Pernyataan itu disampaikan Prabowo saat memberikan arahan dalam Sidang Kabinet Paripurna mengenai Kesiapan Idul Fitri 2026 di Kompleks Istana Kepresidenan Jakarta, Jumat (13/3/2026).
Di hadapan jajaran pemerintah, Prabowo mengingatkan agar seluruh kementerian dan lembaga tetap waspada menghadapi dinamika global. Namun, ia menegaskan aktivitas ekonomi di dalam negeri tidak boleh terhenti.
“Kita sikapi krisis ini, tapi ekonomi harus berjalan, rakyat harus tenang,” kata Prabowo.
Prabowo menekankan keberlangsungan aktivitas masyarakat sebagai faktor penting untuk menjaga stabilitas nasional.
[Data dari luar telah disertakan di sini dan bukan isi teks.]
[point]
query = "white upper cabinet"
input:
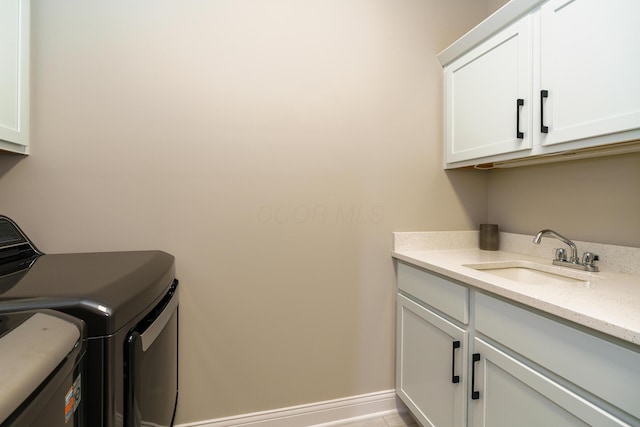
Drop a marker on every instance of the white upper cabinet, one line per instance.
(590, 68)
(574, 66)
(14, 75)
(488, 94)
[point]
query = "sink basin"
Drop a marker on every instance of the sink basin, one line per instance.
(532, 273)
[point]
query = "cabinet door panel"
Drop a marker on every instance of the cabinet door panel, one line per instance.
(590, 63)
(512, 394)
(425, 358)
(14, 75)
(482, 89)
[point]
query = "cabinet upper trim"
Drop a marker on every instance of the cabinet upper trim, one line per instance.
(498, 20)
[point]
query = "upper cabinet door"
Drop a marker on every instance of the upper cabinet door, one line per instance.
(590, 68)
(14, 75)
(483, 116)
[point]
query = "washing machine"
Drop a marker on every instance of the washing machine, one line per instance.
(42, 370)
(129, 303)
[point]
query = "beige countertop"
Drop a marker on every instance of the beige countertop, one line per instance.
(607, 301)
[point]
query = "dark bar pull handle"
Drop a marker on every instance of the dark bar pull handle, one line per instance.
(475, 395)
(454, 378)
(519, 103)
(543, 95)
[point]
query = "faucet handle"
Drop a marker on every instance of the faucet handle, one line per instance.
(589, 258)
(561, 254)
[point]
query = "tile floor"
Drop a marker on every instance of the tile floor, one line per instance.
(395, 420)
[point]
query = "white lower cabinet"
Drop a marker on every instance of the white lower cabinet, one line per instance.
(510, 393)
(430, 369)
(515, 366)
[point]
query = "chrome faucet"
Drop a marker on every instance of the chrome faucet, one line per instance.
(588, 259)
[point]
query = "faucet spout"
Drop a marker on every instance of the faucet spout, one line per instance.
(573, 255)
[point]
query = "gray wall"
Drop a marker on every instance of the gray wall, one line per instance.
(595, 200)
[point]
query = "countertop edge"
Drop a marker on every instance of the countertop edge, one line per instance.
(583, 318)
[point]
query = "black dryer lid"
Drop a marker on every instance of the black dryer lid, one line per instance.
(107, 290)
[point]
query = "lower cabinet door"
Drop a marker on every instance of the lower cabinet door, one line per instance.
(510, 393)
(431, 365)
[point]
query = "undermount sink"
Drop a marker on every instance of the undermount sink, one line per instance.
(532, 273)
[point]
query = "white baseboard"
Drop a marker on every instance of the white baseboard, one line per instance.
(320, 414)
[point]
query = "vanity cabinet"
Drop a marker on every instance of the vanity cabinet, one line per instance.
(432, 354)
(560, 77)
(14, 75)
(515, 366)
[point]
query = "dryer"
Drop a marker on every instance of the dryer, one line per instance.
(129, 303)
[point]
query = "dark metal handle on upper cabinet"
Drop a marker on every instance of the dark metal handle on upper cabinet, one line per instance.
(475, 395)
(519, 103)
(454, 378)
(543, 95)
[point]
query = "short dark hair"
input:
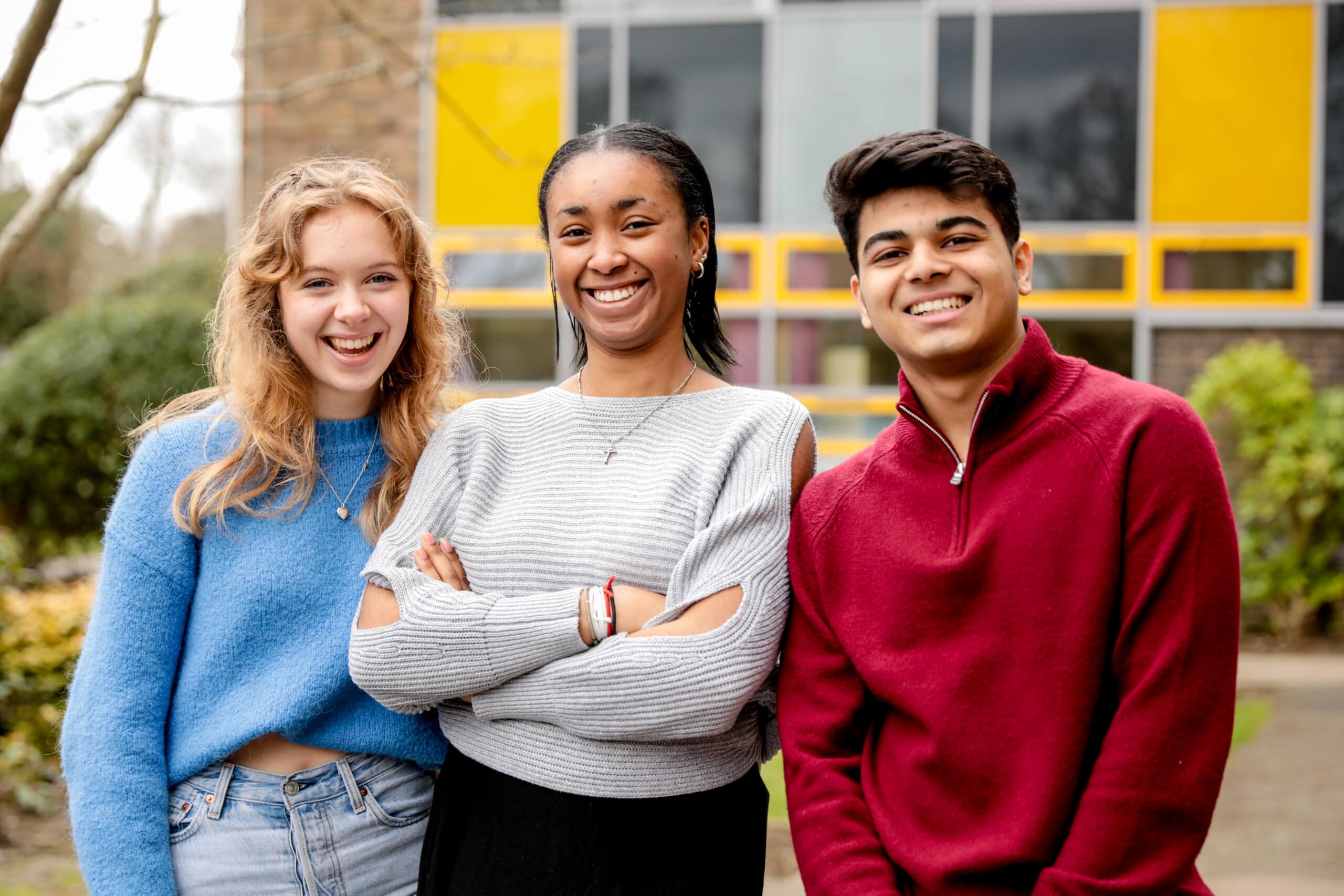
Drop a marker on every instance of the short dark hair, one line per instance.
(701, 325)
(956, 166)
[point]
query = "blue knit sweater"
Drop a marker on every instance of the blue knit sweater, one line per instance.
(200, 645)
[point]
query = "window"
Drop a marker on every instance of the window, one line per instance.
(1233, 113)
(491, 156)
(1105, 344)
(496, 270)
(1334, 213)
(705, 83)
(1065, 112)
(1227, 269)
(836, 352)
(843, 81)
(463, 7)
(512, 349)
(593, 78)
(1077, 270)
(956, 54)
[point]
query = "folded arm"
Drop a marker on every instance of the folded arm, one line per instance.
(692, 671)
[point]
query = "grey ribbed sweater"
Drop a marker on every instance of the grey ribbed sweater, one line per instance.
(694, 501)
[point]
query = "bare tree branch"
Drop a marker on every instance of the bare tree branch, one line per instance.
(32, 42)
(22, 227)
(445, 99)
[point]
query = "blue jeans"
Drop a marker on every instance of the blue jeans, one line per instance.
(350, 828)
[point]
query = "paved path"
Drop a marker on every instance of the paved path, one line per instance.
(1278, 829)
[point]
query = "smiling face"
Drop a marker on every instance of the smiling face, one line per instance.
(346, 313)
(623, 249)
(939, 282)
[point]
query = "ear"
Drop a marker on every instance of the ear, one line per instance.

Karena itu, ia meminta pemerintah memastikan roda kehidupan tetap berjalan normal meski ada tantangan ekonomi global.
Menurut Prabowo, ketenangan masyarakat harus menjadi prioritas agar kondisi sosial dan ekonomi tetap stabil di tengah tekanan yang terjadi di berbagai negara. Ia juga menilai Indonesia masih memiliki kekuatan untuk menghadapi dinamika global yang sedang berlangsung.
Dalam arahannya, Prabowo menyebut kondisi nasional hingga saat ini masih berada dalam kendali pemerintah. “Secara garis besar, masih bisa kita kendalikan,” ujarnya.
Presiden juga mengingatkan seluruh jajaran pemerintahan agar bekerja solid menghadapi tantangan tersebut. Ia menekankan pentingnya koordinasi antarinstansi agar kebijakan pemerintah mampu menjaga stabilitas ekonomi sekaligus memberikan rasa aman bagi masyarakat.